Section 337 of the Tariff Act of 1930, 19 U.S.C. §1337, makes unlawful any unfair methods of competition and unfair acts, such as patent infringement, in the importation of articles that could destroy or substantially injure an industry in the United States, or prevent the establishment of such an industry, or restrain or monopolize trade and commerce in the United States.  The ITC is an independent administrative agency in which all Section 337 proceedings are initiated and finally decided.  The remedy for a finding by the ITC that a violation of Section 337 has occurred is a general exclusion order, thereby, excluding the infringing articles from entering the United States.  Money damages for such infringement is not an available remedy at the ITC.

Not surprisingly, the ITC is an increasingly popular forum for litigating patent infringement disputes due to the relatively fast disposition of the case, the familiarity of the ITC’s Administrative Law Judges with intellectual property disputes and the formidable remedy of an exclusion order to prevent infringing goods from entering the U.S.

Next Steps

The Initial Decision by Administrative Law Judge Charneski is not a final ruling by the ITC; Mitsubishi will have the opportunity to present post-hearing arguments, as well as appeal the decision to the full ITC Commission.  Finally, the President has the ability to review the decision and could overturn any exclusion of Mitsubishi turbines “for policy reasons.”  One potential policy determination could be the current shortages of key products needed for projects authorized under this spring’s stimulus bill.  That bill contained “Buy American” provisions, which have in some places forced the shelving of projects-including an issue with a GE-produced water filter.  The significant amounts of stimulus money allocated towards energy projects could provide the President with an incentive to remove additional obstacles to such projects, including the ITC decision blocking turbine imports.

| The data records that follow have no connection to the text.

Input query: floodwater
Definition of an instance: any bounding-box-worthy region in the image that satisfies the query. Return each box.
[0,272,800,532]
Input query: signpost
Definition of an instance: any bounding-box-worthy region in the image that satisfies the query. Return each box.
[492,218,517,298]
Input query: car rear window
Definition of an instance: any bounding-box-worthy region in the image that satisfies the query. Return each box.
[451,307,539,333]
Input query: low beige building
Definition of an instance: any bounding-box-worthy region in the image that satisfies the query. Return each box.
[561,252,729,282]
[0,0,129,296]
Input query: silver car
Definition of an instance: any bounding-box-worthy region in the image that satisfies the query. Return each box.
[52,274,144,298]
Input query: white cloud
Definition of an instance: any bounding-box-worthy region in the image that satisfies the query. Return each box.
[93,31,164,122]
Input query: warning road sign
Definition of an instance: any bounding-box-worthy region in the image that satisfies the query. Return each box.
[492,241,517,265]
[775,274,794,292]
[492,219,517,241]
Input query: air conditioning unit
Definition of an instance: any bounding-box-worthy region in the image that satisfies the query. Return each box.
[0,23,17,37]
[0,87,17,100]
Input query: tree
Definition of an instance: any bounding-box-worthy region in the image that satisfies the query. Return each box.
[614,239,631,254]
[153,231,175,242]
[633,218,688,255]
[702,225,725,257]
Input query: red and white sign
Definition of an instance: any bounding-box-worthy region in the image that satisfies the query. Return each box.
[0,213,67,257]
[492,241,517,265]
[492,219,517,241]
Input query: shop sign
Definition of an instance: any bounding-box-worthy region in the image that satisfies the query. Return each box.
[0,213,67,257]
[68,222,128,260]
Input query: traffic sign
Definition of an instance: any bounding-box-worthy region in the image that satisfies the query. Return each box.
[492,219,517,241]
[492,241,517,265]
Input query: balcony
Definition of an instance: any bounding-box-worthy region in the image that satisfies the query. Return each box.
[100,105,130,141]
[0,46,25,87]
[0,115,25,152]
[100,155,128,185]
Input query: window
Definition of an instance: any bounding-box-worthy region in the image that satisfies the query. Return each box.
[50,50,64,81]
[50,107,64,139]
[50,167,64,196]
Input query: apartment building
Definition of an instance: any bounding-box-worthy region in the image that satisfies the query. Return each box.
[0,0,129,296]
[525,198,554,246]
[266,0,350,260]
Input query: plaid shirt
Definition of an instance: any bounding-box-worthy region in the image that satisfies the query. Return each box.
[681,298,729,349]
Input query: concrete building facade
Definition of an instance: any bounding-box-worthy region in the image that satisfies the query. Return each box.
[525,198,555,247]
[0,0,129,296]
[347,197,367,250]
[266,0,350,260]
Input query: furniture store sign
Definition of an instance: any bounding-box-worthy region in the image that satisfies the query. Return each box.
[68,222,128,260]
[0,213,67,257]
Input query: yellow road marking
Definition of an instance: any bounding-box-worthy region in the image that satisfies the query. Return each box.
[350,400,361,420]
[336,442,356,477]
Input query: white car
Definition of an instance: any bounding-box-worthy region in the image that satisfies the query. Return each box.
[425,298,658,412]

Should the decision be upheld, however, it would be a severe blow to Mitsubishi, which was trying to break into the potentially very lucrative American wind energy market.  The U.S., which overtook Germany as the world’s largest wind energy producer, is also laying the ground for even more significant wind energy expansion-billions of dollars set aside in the stimulus will go to improving the transmission grid supporting renewable energy, as well as significant funds in the Department of Energy budget to increase wind energy’s market penetration.

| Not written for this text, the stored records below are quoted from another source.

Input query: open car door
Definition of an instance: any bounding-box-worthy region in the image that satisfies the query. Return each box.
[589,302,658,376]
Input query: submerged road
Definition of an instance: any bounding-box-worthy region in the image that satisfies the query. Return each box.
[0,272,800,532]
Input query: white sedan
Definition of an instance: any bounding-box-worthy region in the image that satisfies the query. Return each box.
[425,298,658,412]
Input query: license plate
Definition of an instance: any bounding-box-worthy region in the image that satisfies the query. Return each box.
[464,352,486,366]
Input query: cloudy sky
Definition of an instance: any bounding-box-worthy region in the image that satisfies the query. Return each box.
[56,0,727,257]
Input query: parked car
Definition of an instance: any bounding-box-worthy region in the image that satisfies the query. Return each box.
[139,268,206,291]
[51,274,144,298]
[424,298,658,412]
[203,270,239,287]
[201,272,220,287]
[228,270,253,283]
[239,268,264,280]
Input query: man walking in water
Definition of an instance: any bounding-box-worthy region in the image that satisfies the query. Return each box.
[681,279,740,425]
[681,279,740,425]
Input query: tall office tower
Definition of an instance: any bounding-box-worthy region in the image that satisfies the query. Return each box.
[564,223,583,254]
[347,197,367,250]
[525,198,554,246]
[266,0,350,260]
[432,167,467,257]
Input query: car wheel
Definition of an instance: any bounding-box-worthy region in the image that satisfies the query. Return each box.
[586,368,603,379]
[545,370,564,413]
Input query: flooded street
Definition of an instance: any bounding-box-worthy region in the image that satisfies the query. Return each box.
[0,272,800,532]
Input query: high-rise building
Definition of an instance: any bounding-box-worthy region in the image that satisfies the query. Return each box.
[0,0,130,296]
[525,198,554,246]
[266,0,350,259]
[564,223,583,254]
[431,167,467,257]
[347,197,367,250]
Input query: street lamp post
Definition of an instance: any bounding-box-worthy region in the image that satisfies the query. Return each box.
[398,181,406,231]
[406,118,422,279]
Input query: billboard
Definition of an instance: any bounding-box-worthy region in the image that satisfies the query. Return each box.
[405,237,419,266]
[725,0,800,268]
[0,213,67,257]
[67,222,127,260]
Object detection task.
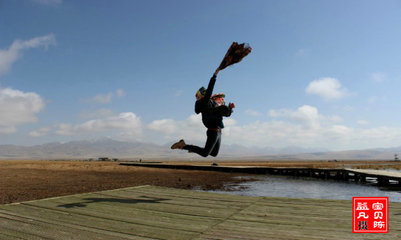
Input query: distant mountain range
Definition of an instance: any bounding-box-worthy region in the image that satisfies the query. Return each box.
[0,138,401,160]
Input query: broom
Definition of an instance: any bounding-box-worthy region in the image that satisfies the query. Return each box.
[214,42,252,76]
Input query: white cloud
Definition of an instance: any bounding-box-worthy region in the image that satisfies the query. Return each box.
[0,34,56,77]
[91,93,113,103]
[31,0,63,7]
[305,78,349,100]
[80,108,115,119]
[56,112,143,137]
[88,89,125,104]
[245,109,262,117]
[115,89,125,98]
[148,114,206,142]
[148,105,401,150]
[295,48,309,56]
[269,105,321,128]
[29,127,51,137]
[370,72,387,83]
[357,120,369,125]
[0,88,45,133]
[367,96,378,104]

The Commission’s decision may serve as an example of how the United States may seek to protect  intellectual property rights in both domestic and international climate change negotiations, as well as clear further paths for U.S. business to capitalize on the rapidly growing domestic wind energy industry–now the largest in the world.

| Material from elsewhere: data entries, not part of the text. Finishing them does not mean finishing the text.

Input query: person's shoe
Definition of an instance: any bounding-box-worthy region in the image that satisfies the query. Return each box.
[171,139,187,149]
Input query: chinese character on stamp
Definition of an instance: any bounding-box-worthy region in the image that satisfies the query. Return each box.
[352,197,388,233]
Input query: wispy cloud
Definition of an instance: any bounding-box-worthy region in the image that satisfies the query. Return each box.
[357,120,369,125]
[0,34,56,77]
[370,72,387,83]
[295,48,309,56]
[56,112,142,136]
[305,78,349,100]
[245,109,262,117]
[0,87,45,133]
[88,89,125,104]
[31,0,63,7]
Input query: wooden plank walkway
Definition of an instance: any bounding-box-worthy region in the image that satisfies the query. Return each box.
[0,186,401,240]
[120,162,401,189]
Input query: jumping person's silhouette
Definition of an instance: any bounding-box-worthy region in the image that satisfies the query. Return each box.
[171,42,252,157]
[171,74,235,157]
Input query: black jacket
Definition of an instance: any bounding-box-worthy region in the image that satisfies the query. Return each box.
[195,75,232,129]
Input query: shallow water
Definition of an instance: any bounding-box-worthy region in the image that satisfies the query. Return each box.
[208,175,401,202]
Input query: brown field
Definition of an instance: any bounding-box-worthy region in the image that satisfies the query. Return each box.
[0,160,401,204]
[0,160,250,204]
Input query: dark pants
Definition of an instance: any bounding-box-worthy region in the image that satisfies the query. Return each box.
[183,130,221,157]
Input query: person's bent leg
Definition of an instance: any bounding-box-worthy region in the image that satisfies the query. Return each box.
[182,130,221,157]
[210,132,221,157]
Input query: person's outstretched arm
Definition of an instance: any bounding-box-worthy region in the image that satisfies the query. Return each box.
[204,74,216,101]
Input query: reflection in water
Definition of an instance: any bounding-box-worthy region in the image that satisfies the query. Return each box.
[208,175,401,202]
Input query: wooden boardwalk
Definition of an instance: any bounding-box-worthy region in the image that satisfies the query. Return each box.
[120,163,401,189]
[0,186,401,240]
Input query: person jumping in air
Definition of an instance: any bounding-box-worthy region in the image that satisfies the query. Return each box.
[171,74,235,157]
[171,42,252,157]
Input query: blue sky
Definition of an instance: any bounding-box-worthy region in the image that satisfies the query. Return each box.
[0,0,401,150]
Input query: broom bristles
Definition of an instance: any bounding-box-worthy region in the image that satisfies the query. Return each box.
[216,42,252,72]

For further information about this topic, please contact Akin Gump.


This Week on the Hill

With the House on their August recess, the only action will be in the Senate where committee chairs continue to lay groundwork for consideration of the House-passed legislation this fall.  The Senate Environment and Public Works Committee will examine the House legislation in preparation of a mark up when the Senate returns.  The Senate Finance Committee will also hold a hearing to assert its jurisdiction in the management and oversight of allocations.

Tuesday, August 4

The Senate Finance Committee will conduct a hearing on “Climate Change Legislation: Allowance and Revenue Distribution” at 10 a.m. in Room 215 of the Dirksen Senate Office Building.

Thursday, August 6

The Senate Environment and Public Works Committee will hold a hearing entitled “Climate Change and Ensuring that America Leads the Clean Energy Transformation” at 10 a.m. in Room 406 of the Dirksen Senate Office Building.  Secretary Ken Salazar of the U.S. Department of Interior will serve as a witness on the first of three panels.

“This Week on the Hill” will return in September after the August recess.